Gaia's main goal is to study our Galaxy and its stellar content and to provide us with their highly accurate astrometric and photometric parameters. However the satellite will also survey many others objects. Especially Gaia will observe a few millions of galaxies and will give us a unique chance to access a whole sky survey of these objects, something that no ground-based survey has ever recorded. The high resolution of Gaia's observations, privilege of space astronomy, will allow the observation of small galaxies that could not be resolved from ground base surveys such as Sloan Digital Sky Survey. The "Extended Objects" DU470 of CU4 has dedicated efforts to try to recover and analyze the morphology of these galaxies.
The Gaia observations are very specific: the information from most windows is binned in the across scan direction of transit and the resulting information transmitted to earth is one-dimensional.
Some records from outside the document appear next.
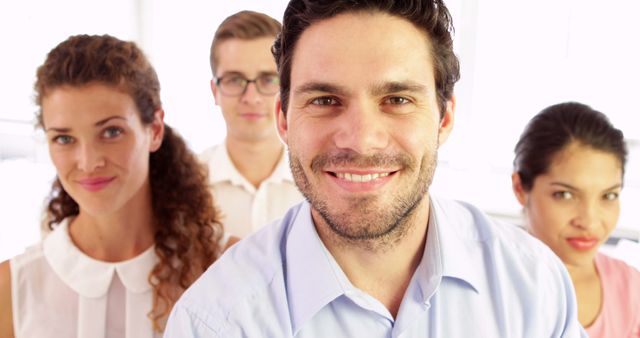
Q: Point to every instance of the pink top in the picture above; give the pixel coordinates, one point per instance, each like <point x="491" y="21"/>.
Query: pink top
<point x="620" y="313"/>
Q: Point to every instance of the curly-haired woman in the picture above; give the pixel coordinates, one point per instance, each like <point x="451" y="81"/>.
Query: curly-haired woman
<point x="132" y="218"/>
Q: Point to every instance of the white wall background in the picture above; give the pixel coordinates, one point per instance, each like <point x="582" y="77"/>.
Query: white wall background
<point x="518" y="56"/>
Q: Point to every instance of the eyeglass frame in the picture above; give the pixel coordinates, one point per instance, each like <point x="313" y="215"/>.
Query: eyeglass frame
<point x="247" y="82"/>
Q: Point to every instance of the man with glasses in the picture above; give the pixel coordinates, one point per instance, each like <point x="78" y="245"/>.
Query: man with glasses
<point x="249" y="174"/>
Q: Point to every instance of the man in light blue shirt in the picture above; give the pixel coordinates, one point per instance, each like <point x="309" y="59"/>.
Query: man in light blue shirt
<point x="366" y="101"/>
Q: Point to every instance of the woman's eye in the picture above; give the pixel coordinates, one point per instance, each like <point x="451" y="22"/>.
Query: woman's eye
<point x="112" y="132"/>
<point x="610" y="196"/>
<point x="563" y="195"/>
<point x="63" y="139"/>
<point x="324" y="101"/>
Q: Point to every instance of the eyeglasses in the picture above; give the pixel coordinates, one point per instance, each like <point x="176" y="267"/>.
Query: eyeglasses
<point x="236" y="85"/>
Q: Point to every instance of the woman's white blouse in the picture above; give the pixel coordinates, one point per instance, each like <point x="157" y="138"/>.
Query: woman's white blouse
<point x="58" y="291"/>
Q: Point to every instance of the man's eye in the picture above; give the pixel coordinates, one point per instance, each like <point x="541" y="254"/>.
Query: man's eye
<point x="63" y="139"/>
<point x="324" y="101"/>
<point x="234" y="81"/>
<point x="112" y="132"/>
<point x="397" y="100"/>
<point x="269" y="80"/>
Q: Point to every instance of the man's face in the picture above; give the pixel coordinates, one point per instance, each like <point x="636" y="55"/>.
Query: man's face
<point x="249" y="116"/>
<point x="363" y="126"/>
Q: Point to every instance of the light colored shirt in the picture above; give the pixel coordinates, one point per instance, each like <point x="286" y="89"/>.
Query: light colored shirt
<point x="58" y="291"/>
<point x="245" y="208"/>
<point x="620" y="313"/>
<point x="477" y="278"/>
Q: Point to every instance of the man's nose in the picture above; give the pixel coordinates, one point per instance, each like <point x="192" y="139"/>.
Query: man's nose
<point x="361" y="127"/>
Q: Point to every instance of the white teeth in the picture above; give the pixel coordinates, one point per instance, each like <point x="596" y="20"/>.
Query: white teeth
<point x="360" y="178"/>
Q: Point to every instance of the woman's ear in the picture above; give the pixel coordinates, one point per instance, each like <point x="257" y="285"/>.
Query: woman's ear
<point x="157" y="130"/>
<point x="518" y="189"/>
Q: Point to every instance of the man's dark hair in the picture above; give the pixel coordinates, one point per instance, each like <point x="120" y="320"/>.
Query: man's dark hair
<point x="430" y="16"/>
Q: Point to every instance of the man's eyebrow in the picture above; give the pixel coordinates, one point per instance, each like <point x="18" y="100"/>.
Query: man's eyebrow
<point x="320" y="87"/>
<point x="396" y="87"/>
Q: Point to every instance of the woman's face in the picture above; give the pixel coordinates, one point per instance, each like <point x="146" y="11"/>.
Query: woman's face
<point x="574" y="206"/>
<point x="99" y="146"/>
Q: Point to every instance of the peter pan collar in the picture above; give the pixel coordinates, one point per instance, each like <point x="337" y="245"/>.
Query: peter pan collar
<point x="90" y="277"/>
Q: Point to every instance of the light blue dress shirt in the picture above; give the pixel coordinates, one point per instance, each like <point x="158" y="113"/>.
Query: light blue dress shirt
<point x="477" y="278"/>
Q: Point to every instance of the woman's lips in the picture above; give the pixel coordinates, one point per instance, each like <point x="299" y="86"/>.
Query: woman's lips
<point x="95" y="183"/>
<point x="583" y="243"/>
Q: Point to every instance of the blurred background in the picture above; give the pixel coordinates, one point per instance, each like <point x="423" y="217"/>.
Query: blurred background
<point x="517" y="57"/>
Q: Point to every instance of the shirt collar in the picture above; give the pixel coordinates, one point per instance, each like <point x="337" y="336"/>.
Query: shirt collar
<point x="222" y="169"/>
<point x="90" y="277"/>
<point x="311" y="280"/>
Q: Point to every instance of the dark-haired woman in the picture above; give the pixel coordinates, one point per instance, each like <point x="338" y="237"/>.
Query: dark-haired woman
<point x="132" y="218"/>
<point x="568" y="174"/>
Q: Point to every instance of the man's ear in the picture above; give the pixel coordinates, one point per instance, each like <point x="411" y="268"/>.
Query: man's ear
<point x="157" y="130"/>
<point x="518" y="189"/>
<point x="281" y="121"/>
<point x="214" y="91"/>
<point x="446" y="122"/>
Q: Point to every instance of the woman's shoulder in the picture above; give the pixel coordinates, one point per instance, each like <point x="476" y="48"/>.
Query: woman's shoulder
<point x="6" y="317"/>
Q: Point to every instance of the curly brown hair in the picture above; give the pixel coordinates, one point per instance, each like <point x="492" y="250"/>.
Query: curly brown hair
<point x="188" y="230"/>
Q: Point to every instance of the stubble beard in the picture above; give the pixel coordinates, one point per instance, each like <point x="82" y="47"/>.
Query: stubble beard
<point x="364" y="222"/>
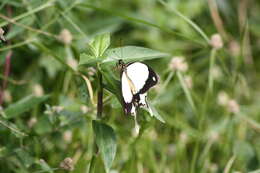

Since objects will be observed, on average, ~80 times (depending on their position in the sky) in various transit angles, it is possible to numerically stack theses one-dimensional windows to produce a two dimensional map of their surrounding (radius<3"). A global fit of the individual transits, based on Evolutionary Algorithms and Radon transforms, is adopted to measure the morphological properties of the galaxies.
Nevertheless not all observations will be transmitted to earth. An onboard selection is performed by the Video Processing Algorithm (VPA). The VPA selects "starlike" profiles to be transmitted. Therefore many extended objects, such as some solar system objects and extended galaxies will be filtered out. It is important to understand the characteristics (morphologic types, light repartition, ...) of the objects that will pass this filter.
The GIBIS simulator at the pixel level has since about one year included a version of the Video Processing Algorithm. DU470 has performed GIBIS simulations of the transits over 10 000 synthetic galaxies of extreme types (pure bulge and pure disc). The properties of the simulated objects covered the parameter space of disc radius between 0.2" and 2.0" and integrated magnitudes from G=14 to G=20. We present in this figure the probability of detection by Gaia of each type of objects. The main conclusion of this study is that pure disc galaxies will be very poorly detected while the vast majority of elliptical ones (pure bulge) will mostly be transmitted to earth.